I think it would not without manipulating the console. E.g. this one:

with Ada.Wide_Wide_Text_IO;
procedure Test is
begin
   Ada.Wide_Wide_Text_IO.Put_Line ("" & Wide_Wide_Character'Val (16#00E4#)); -- A-umlaut
end Test;

does not work under either Debian or Windows.

simonjwright · March 16, 2025, 9:56pm

On macOS it works just fine (so long as you compile with -gnatW8).

dmitry-kazakov · March 17, 2025, 8:55am

Very interesting. A compiler flag (-gnatWe, I never used it before) changes the run-time behaviour!
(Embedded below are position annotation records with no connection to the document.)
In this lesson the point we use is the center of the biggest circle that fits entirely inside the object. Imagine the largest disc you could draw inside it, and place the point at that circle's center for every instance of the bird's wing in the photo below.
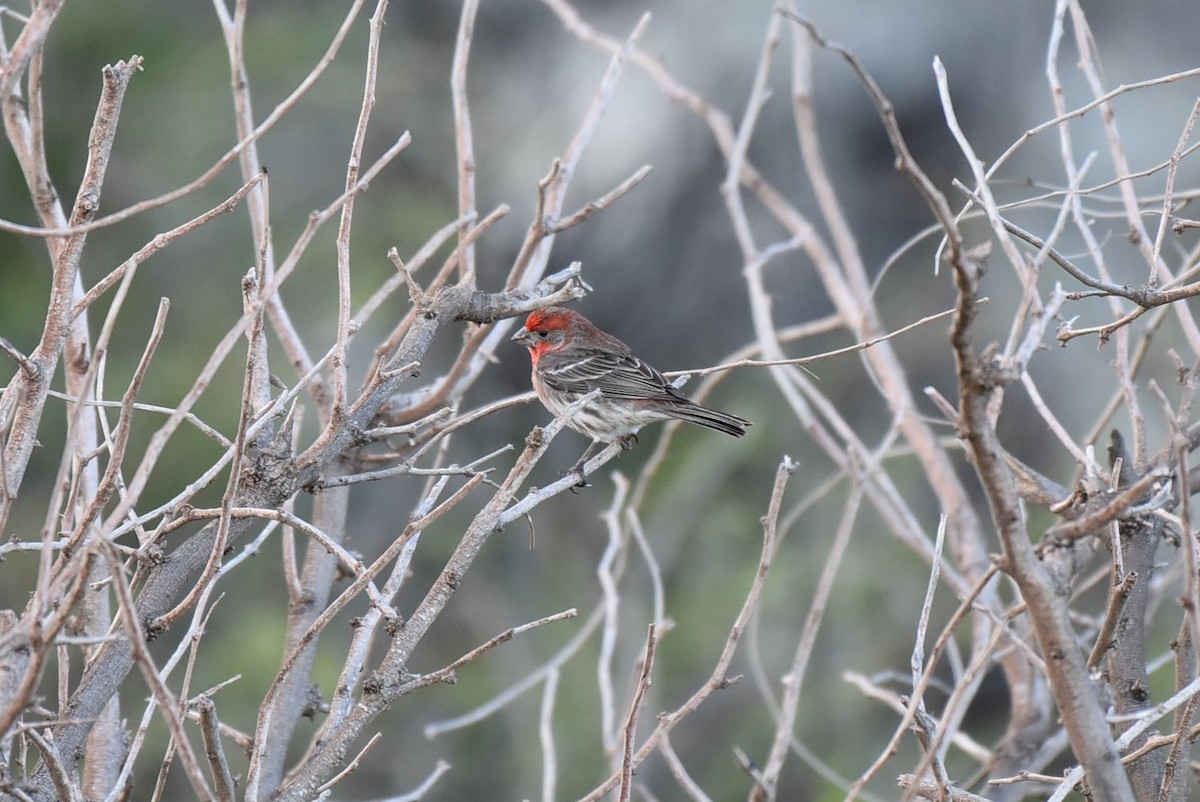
(616, 375)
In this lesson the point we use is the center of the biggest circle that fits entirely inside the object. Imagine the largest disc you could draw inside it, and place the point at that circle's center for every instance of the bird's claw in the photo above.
(582, 479)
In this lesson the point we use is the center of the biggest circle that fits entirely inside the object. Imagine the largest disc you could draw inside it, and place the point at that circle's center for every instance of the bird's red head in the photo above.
(546, 329)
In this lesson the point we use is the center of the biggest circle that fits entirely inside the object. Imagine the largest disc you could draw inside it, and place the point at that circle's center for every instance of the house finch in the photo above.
(573, 358)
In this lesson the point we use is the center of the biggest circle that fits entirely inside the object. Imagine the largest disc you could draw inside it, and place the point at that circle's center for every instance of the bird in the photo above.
(571, 358)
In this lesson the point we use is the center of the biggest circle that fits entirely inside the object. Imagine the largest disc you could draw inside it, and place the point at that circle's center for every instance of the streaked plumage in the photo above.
(571, 358)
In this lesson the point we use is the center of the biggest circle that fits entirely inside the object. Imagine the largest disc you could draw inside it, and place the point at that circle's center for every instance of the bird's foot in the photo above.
(577, 472)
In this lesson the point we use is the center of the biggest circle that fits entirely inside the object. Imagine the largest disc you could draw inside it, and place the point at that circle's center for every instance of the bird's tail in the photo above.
(721, 422)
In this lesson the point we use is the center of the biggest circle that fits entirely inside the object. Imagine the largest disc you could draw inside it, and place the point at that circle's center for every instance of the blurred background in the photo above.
(667, 279)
I experimented a bit with it:

with Ada.Wide_Wide_Text_IO;

procedure F is
begin
   Ada.Wide_Wide_Text_IO.Put_Line ("" & Wide_Wide_Character'Val (16#00E4#));
end F;

and

with Ada.Wide_Wide_Text_IO;
with F;
procedure Test is
begin
   Ada.Wide_Wide_Text_IO.Put_Line ("" & Wide_Wide_Character'Val (16#00E4#));
   F;
end Test;

Now, compiling f.adb and test.adb like this:

gcc -c f.adb -gnatW8
gcc -c test.adb
gnatmake test.adb

gives Latin-1 encoding,

gcc -c f.adb
gcc -c test.adb  -gnatW8
gnatmake test.adb

results in UTF-8 encoding. The documentation lets suggest that -gnatW8 specified for the main program wins the battle. But I am not sure.

In any case using Wide_Wide_* I/O outside the main program, e.g. in a library, has totally unpredictable behaviour. One more reason to ditch Wide_Wide stuff.